The software giant would also be prohibited from entering exclusivity deals with computer sellers that disadvantaged competitors.
Attorney General John Ashcroft and Microsoft founder Bill Gates both hailed the settlement, saying it would help the sagging economy.
“This settlement is the right result for consumers and businesses, the right result for government and the right result for the economy,” said Ashcroft at a morning press briefing.
Microsoft stock soared Thursday on word of the deal. At midmorning Friday, Microsoft slipped 25 cents to $61.59.
Microsoft Chairman Gates said the settlement goes further than we might have wanted, but it’s “the right thing to do.”
“The settlement will help strengthen our economy during this difficult time and ensure that our industry can continue delivering innovations to the marketplace,” he said.

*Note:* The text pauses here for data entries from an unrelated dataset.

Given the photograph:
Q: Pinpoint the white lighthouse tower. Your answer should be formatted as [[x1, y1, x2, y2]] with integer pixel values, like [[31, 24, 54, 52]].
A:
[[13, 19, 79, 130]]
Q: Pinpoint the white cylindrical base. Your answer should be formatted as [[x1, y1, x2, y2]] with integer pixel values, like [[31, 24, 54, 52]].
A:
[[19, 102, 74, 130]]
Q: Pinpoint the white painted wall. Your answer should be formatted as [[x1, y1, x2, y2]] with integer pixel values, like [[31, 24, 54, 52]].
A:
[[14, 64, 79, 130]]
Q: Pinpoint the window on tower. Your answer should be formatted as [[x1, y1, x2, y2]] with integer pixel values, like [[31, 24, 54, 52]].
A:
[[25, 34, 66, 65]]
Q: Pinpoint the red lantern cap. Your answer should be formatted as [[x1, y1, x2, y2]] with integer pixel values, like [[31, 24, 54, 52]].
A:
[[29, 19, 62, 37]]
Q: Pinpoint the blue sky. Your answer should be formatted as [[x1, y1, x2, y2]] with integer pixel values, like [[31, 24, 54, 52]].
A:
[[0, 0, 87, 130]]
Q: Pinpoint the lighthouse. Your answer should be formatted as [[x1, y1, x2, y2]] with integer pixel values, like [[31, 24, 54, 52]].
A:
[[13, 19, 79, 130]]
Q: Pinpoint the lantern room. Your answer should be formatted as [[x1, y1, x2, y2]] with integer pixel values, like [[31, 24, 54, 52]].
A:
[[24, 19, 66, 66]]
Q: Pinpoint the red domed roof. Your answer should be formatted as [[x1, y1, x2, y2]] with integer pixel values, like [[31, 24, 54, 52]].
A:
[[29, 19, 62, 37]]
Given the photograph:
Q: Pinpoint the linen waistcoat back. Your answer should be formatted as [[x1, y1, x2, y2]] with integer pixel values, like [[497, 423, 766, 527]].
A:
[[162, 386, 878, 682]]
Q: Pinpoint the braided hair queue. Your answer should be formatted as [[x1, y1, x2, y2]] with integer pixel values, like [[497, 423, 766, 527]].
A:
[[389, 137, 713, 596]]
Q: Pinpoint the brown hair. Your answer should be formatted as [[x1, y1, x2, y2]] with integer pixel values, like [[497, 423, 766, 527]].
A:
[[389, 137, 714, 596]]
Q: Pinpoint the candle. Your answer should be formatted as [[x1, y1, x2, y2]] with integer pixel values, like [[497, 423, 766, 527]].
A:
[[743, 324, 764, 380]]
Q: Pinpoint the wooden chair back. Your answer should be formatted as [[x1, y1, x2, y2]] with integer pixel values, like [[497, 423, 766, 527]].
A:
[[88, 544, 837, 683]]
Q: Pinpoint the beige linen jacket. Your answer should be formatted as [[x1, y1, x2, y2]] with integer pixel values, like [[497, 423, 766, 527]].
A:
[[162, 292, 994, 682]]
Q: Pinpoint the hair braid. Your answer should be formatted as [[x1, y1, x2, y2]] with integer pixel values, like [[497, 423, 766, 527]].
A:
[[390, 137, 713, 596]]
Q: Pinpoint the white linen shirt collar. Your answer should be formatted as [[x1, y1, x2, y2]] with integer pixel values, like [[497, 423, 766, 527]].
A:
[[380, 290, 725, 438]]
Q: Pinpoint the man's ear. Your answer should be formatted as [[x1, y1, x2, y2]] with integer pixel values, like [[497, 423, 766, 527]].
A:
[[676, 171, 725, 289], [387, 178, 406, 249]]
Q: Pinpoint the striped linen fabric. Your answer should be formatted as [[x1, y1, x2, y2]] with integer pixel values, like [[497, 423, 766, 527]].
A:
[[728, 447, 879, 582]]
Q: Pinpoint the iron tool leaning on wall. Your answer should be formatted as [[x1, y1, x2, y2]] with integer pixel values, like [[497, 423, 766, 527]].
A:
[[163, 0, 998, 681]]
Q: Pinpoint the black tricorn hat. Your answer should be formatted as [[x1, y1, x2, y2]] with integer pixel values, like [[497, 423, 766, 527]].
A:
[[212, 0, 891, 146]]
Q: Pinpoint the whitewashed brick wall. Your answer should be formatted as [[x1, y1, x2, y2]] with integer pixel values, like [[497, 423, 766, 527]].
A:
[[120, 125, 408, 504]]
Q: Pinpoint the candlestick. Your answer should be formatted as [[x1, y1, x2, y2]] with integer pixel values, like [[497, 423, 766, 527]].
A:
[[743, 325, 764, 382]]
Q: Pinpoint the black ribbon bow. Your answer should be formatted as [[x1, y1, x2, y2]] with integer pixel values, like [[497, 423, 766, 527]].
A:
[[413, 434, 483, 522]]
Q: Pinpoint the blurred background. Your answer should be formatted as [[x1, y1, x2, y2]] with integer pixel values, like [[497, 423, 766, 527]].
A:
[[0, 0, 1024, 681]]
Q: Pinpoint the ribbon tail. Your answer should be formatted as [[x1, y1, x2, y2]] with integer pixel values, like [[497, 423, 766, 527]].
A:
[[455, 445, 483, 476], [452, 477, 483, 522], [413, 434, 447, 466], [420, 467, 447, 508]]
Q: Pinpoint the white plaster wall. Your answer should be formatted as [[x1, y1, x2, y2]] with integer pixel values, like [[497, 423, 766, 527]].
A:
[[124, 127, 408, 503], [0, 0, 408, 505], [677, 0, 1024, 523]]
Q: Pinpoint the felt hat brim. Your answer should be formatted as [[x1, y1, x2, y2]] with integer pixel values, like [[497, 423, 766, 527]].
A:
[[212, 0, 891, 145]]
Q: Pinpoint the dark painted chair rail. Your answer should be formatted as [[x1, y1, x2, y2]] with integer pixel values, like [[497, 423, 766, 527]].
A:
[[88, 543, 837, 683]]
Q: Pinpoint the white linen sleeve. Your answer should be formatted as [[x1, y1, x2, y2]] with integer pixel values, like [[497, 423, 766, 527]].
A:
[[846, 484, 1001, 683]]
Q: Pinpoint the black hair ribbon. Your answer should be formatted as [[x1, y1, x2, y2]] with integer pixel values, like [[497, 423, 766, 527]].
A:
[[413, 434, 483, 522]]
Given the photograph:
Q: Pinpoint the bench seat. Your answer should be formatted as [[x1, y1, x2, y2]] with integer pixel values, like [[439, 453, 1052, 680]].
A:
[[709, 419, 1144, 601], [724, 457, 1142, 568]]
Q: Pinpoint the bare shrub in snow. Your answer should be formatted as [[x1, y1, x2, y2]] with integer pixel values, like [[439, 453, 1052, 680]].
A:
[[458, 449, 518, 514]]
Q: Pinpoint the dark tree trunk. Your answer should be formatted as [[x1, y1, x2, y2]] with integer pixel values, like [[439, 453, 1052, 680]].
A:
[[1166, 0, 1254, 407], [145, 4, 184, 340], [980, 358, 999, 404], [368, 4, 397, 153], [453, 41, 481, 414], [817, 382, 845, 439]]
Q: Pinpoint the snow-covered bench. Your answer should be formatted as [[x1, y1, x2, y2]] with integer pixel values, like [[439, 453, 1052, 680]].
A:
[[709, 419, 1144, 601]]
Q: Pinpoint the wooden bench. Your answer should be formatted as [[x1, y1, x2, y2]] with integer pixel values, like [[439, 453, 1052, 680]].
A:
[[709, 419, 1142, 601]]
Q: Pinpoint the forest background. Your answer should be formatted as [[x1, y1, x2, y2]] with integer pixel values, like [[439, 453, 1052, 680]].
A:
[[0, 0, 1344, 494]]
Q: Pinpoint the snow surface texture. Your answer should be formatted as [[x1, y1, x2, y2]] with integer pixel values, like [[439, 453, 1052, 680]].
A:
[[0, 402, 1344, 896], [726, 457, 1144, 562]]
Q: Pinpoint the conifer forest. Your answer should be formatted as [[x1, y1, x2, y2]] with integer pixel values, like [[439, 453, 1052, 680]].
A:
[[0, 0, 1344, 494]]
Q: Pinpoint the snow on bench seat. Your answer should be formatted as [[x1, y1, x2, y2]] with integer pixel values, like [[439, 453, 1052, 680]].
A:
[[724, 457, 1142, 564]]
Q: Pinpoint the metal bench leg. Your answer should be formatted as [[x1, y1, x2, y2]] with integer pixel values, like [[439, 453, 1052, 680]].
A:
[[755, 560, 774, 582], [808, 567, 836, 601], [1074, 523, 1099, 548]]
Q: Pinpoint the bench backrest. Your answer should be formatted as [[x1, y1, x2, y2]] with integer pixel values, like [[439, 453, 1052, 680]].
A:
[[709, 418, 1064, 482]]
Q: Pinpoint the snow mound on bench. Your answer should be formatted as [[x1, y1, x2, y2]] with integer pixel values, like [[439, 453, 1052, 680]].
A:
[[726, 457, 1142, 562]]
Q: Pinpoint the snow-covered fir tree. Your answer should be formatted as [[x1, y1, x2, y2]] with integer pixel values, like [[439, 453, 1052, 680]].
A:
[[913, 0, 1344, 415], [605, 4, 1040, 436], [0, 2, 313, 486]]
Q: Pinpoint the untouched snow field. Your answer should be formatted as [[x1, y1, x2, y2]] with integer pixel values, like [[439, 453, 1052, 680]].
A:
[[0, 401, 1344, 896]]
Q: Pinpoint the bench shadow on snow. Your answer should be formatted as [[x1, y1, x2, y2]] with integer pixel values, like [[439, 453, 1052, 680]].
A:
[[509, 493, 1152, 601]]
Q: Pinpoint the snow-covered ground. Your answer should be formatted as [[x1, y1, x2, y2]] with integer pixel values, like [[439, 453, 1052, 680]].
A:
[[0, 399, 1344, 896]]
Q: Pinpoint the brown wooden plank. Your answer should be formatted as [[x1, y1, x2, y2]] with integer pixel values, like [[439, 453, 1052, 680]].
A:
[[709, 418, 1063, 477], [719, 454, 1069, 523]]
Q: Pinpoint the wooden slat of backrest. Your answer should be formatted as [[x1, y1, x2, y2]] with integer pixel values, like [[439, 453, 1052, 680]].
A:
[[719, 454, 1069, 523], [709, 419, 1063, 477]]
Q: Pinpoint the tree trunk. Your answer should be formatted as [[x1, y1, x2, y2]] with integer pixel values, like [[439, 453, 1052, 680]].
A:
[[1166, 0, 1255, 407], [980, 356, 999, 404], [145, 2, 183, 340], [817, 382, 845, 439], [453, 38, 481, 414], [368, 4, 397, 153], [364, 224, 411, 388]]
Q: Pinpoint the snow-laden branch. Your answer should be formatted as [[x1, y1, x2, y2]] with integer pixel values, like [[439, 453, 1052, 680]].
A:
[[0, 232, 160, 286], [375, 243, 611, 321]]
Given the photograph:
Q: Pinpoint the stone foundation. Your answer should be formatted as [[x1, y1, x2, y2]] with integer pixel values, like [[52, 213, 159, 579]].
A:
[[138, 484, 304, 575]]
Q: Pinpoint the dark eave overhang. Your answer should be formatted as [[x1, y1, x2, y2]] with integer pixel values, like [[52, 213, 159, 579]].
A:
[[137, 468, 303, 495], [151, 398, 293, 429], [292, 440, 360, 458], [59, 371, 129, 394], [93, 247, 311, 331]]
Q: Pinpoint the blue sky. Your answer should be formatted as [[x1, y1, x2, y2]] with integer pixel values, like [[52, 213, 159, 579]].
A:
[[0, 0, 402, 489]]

U.S. District Judge Colleen Kollar-Kotelly is reviewing the settlement and gave states involved in the case until Tuesday to accept or reject the plan. Kollar-Kotelly had asked all parties to expedite negotiations due to the economic uncertainty caused by the Sept. 11 terrorist attacks.
Microsoft lawyer John Warden urged the states to accept the plan, saying the agreement is “good for the parties, and for consumers as we fully expect the states will conclude.”
Approval of the deal would take three months to allow review and final court approval. There would be 60 days for the public to weigh in with comments.
Brendan Sullivan, a lawyer representing the 18 states that joined the antitrust suit against Microsoft in 1998, said his clients needed until Tuesday to review the terms and “be sure that this is a good agreement that is enforceable.”
One of the lead attorney generals in the case, Tom Miller of Iowa, said the settlement “represents some progress.”
A staunch Microsoft critic, Connecticut Attorney General Richard Blumenthal, said “the world changed on Sept. 11” and there was now “a powerful dynamic to resolving the issues in this case.’
Other details of the proposed settlement include a five-year implementation period, which could be extended for another two years if Microsoft failed to follow the terms. Microsoft would allow a panel of three independent experts to reside on its premises and work full-time to ensure the software giant complied with the settlement, Justice officials said.
“These experts will have full access to all of Microsoft’s books, records, systems and personnel, including source code, and will help resolve disputes about Microsoft’s compliance,” the department said.
The deal, if approved, would bring to end the historic legal battle in which the Clinton administration first sought to break Microsoft into two companies to punish the company for antitrust violations. The Bush administration took the breakup off the table before starting negotiations this fall.
Critics charge that the deal does little to prevent Microsoft from engaging in the same practices that led to the monopoly charges.
Some states also argued Microsoft cannot be trusted to reform its business practices. Iowa, Connecticut, Wisconsin and California were among the most resistant to any immediate settlement, along with Ohio and Kansas.
If states reject the settlement, they could use upcoming public hearings to undercut the deal or could pursue the case separately in court.
But legal experts cautioned it was unclear how effectively states could influence terms under consideration by the trial judge, since Kollar-Kotelly has expressed such strong desire for a settlement.
The states have until Tuesday to decide whether they will join the proposed settlement.